In a sign fears about the global financial system have eased for now, major central banks are scaling back their offer of emergency dollar loans to banks, a crisis step launched after the collapse of Silicon Valley Bank in the U.S. fed fears about wider troubles.
The European Central Bank said Tuesday that it and other central banks found that pressure on banks' cash needs has dropped and the crisis credits were not being used much lately.
As of May 1, the central banks will move from daily offerings of dollars to any bank that needs them to the previous availability of every seven days.
Making extra dollars available has been a tool in times of trouble because banks need the U.S. currency to handle many international transactions. The so-called dollar swap lines were used during the 2008 global financial crisis and the economic turmoil in the early days of the COVID-19 pandemic to ease the impact on the supply of credit to consumers and businesses.
The daily dollar credits are being scaled back "in view of the improvements in U.S. dollar funding conditions and the low demand at recent U.S. dollar liquidity providing operations," the European Central Bank said in a statement.
The Bank of England, Bank of Japan and Swiss National Bank were taking the same step in consultation with the U.S. Federal Reserve, the ECB said.

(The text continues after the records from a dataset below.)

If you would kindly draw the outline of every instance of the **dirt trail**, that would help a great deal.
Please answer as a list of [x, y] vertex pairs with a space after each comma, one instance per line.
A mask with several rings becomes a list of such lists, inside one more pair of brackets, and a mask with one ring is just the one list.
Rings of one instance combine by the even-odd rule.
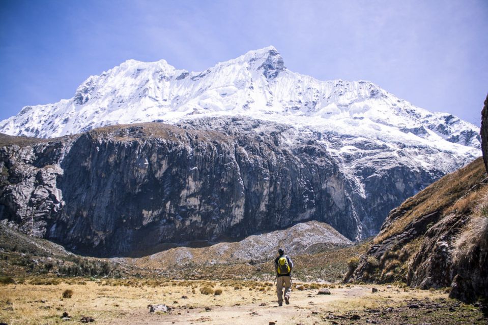
[[[380, 288], [380, 291], [371, 292], [370, 287], [332, 289], [331, 295], [318, 295], [317, 290], [294, 290], [290, 304], [278, 307], [274, 294], [263, 294], [262, 298], [252, 298], [249, 301], [248, 295], [242, 297], [243, 303], [239, 305], [206, 305], [201, 301], [189, 299], [187, 305], [177, 307], [167, 314], [151, 314], [148, 309], [133, 310], [131, 313], [121, 315], [112, 320], [109, 324], [266, 324], [274, 322], [279, 324], [323, 323], [327, 312], [342, 313], [346, 311], [364, 308], [377, 308], [398, 303], [412, 298], [421, 298], [428, 296], [432, 299], [441, 297], [440, 294], [432, 294], [428, 291], [404, 292], [395, 289]], [[242, 292], [236, 292], [239, 295]], [[245, 292], [245, 295], [247, 292]], [[393, 298], [394, 296], [394, 298]], [[163, 303], [163, 302], [161, 302]], [[192, 309], [187, 306], [199, 305]], [[210, 307], [206, 310], [205, 307]]]

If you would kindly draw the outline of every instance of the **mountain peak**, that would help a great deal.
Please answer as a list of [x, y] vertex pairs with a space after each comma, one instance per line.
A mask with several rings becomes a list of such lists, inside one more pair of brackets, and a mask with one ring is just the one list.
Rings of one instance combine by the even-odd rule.
[[247, 62], [253, 70], [262, 72], [268, 79], [275, 78], [280, 72], [286, 69], [283, 58], [272, 45], [249, 51], [238, 57], [235, 61]]

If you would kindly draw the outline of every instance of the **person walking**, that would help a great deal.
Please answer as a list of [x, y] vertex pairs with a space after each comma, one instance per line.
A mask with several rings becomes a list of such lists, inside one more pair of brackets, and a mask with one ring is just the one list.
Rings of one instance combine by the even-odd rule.
[[292, 292], [292, 271], [293, 262], [290, 256], [284, 255], [283, 248], [278, 250], [279, 256], [275, 258], [274, 270], [276, 272], [276, 293], [278, 305], [283, 306], [283, 288], [284, 288], [284, 302], [290, 304], [290, 295]]

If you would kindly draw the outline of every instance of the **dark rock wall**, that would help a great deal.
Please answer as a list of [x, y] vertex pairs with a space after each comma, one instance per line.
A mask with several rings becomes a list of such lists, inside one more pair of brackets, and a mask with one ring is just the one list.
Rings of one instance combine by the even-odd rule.
[[488, 95], [484, 100], [484, 106], [481, 111], [481, 150], [483, 151], [483, 160], [484, 166], [488, 172]]
[[324, 150], [154, 127], [4, 147], [2, 219], [104, 256], [163, 242], [239, 238], [310, 219], [357, 235], [346, 195], [352, 191]]
[[361, 156], [338, 158], [327, 146], [349, 139], [325, 135], [324, 144], [307, 134], [228, 118], [11, 139], [0, 146], [0, 222], [99, 256], [235, 240], [309, 220], [355, 240], [375, 234], [390, 209], [442, 174], [407, 165], [407, 149], [390, 154], [363, 141], [354, 143]]

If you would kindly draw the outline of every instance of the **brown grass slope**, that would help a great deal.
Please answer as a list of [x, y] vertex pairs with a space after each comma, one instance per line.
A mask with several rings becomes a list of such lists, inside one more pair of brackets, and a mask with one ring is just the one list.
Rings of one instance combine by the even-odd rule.
[[451, 286], [451, 296], [473, 300], [488, 297], [487, 252], [488, 185], [479, 158], [392, 210], [345, 280]]

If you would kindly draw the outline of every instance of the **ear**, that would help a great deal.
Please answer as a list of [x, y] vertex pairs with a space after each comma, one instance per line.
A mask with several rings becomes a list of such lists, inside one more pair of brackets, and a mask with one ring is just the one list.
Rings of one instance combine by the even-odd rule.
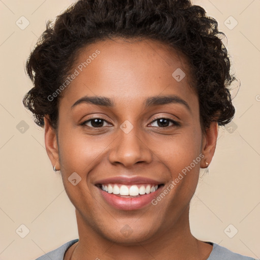
[[207, 168], [212, 159], [216, 149], [218, 133], [217, 122], [212, 122], [209, 128], [203, 133], [201, 152], [204, 155], [204, 157], [201, 161], [201, 168]]
[[47, 153], [51, 160], [52, 167], [54, 167], [55, 165], [57, 170], [59, 170], [60, 168], [56, 132], [51, 127], [50, 124], [49, 115], [45, 116], [44, 119], [44, 136]]

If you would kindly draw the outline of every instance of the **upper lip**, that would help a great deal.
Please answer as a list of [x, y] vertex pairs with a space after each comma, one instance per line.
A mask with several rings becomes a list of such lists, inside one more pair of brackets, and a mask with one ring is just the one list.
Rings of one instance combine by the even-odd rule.
[[124, 176], [117, 176], [107, 179], [99, 180], [95, 182], [95, 185], [106, 184], [109, 183], [118, 183], [120, 184], [150, 184], [154, 185], [159, 185], [163, 184], [161, 182], [145, 178], [142, 177], [126, 177]]

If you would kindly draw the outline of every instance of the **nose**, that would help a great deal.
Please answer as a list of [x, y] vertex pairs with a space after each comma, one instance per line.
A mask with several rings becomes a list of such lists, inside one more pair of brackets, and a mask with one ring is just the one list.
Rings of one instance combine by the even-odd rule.
[[152, 153], [149, 148], [147, 138], [134, 127], [126, 134], [119, 129], [119, 134], [113, 142], [109, 159], [112, 164], [121, 164], [131, 168], [140, 162], [148, 164], [152, 160]]

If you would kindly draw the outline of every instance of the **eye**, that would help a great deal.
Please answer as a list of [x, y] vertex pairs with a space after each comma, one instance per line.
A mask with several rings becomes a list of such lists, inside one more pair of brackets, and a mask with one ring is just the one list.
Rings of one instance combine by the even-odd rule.
[[[180, 124], [176, 122], [176, 121], [170, 119], [169, 118], [165, 118], [164, 117], [160, 117], [159, 118], [156, 118], [155, 120], [153, 121], [152, 124], [156, 122], [157, 123], [158, 127], [159, 128], [166, 128], [169, 126], [178, 126], [180, 125]], [[169, 123], [171, 122], [173, 123], [173, 125], [169, 125]]]
[[[104, 127], [103, 123], [106, 122], [108, 125], [109, 124], [105, 120], [102, 118], [94, 118], [84, 121], [81, 124], [83, 126], [87, 126], [91, 128], [99, 128]], [[107, 125], [105, 125], [106, 126]]]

It added that the fast dollar credits could be rolled out again if market conditions warrant.
The daily dollar credit window was announced March 19 before markets opened in Asia — just days after Silicon Valley Bank failed and the same day the Swiss government announced that UBS would take over faltering rival bank Credit Suisse.
The turmoil raised fears that other banks could be destabilized by similar losses that regulators might have overlooked.
Bank shares had plummeted in Europe as concerns spread about wider issues in the global financial system, which ultimately forced the emergency rescue of Credit Suisse as customers rapidly pulled out their money from the long-troubled Swiss bank.
Otherwise, bank shares have since regained some of their losses in Europe, where regulators have imposed tougher rules than other parts of the world requiring banks to hold on to cash to cover deposit withdrawals.
Under the swap lines, the Federal Reserve provides dollars to other central banks in exchange for their currencies, hence the term swap. The central banks in turn can then lend the dollars to banks that might need them so they can keep on helping customers making transactions in dollars, the key currency for global trade.